Spring thunderstorms, with howling winds, sleet, and hail, posed the greatest challenge for controlling planes with rudimentary navigation tools. Theodore White, a journalist with Life magazine who flew the route five times for a story, wrote that the pilot of one plane carrying Chinese soldiers with no parachutes decided to crash-land after his plane got iced up.

The co-pilot and the radio operator managed to bail out and land on a "great tropical tree and wandered for 15 days before friendly natives found them". Local communities in remote villages often rescued and nursed wounded survivors of the crashes back to health. (It was later learnt that the plane had landed safely and no lives had been lost.)
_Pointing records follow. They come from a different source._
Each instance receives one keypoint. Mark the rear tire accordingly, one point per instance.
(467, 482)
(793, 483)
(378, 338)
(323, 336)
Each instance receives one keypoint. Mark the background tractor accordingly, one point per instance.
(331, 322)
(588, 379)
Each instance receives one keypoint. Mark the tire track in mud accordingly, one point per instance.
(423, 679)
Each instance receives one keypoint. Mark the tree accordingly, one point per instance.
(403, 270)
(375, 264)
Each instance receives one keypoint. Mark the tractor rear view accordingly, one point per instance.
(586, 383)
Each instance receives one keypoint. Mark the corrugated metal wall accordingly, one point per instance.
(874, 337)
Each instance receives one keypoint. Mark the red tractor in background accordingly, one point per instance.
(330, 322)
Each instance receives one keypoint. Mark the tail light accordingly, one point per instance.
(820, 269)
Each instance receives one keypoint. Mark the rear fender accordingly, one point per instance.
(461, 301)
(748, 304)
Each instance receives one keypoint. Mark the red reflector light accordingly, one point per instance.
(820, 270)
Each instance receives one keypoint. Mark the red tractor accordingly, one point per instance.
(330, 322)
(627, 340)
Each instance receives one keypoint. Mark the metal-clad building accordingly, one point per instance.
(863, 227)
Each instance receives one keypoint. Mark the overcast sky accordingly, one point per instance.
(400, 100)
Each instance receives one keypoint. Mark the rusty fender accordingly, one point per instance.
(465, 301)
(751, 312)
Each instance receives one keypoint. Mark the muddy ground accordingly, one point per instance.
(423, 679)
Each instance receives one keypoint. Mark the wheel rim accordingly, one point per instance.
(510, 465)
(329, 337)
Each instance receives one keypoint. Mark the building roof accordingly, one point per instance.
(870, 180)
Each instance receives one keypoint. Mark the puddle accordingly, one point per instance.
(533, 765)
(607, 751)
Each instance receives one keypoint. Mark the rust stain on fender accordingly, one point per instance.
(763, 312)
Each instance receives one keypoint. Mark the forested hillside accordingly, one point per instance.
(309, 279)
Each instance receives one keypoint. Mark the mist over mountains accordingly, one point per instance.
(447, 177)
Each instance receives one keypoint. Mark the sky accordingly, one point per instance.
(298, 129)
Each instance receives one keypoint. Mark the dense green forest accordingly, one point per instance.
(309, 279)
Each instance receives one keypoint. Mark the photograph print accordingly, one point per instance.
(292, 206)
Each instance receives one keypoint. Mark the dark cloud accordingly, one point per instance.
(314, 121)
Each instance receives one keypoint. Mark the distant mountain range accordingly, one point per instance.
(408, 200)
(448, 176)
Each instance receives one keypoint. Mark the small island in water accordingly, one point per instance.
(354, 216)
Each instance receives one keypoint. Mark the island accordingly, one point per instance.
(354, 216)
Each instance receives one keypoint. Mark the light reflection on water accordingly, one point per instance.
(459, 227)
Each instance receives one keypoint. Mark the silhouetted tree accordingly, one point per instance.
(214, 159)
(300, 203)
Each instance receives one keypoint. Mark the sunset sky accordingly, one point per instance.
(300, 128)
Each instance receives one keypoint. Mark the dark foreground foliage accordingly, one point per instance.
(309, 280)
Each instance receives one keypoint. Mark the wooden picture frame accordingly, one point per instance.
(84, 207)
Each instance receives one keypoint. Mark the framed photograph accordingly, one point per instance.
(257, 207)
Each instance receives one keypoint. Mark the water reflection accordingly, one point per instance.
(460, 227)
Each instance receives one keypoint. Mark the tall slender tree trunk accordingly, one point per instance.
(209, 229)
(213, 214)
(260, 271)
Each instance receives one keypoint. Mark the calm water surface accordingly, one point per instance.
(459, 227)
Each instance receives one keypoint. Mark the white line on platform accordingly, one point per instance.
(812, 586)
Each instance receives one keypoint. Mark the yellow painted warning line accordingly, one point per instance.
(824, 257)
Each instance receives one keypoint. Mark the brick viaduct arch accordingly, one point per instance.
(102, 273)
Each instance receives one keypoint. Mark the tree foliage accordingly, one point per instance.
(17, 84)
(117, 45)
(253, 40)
Not surprisingly, the radio was filled with mayday calls. Planes were blown so far off course they crashed into mountains pilots did not even know were within 50 miles, Tunner remembered. One storm alone crashed nine planes, killing 27 crew and passengers. "In these clouds, over the entire route, turbulence would build up of a severity greater than I have seen anywhere in the world, before or since," he wrote.

Parents of missing airmen held out the hope that their children were still alive. "Where is my son? I'd love the world to know/Has his mission filled and left the earth below?/Is he up there in that fair land, drinking at the fountains, or is he still a wanderer in India's jungles and mountains?" wondered Pearl Dunaway, the mother of a missing airman, Joseph Dunaway, in a poem in 1945.
Getty ImagesThe China-bound US transport planes took off from airbases in India's Assam

The missing airmen are now the stuff of legend. "These Hump men fight the Japanese, the jungle, the mountains and the monsoons all day and all night, every day and every night the year round. The only world they know is planes. They never stop hearing them, flying them, patching them, cursing them. Yet they never get tired of watching the planes go out to China," recounted White.


The operation was indeed a daredevil feat of aerial logistics following the global war that reached India's doorstep. "The hills and people of Arunachal Pradesh were drawn into the drama, heroism and tragedies of the World War Two by the Hump operation," says Mr Tayeng. It's a story few know.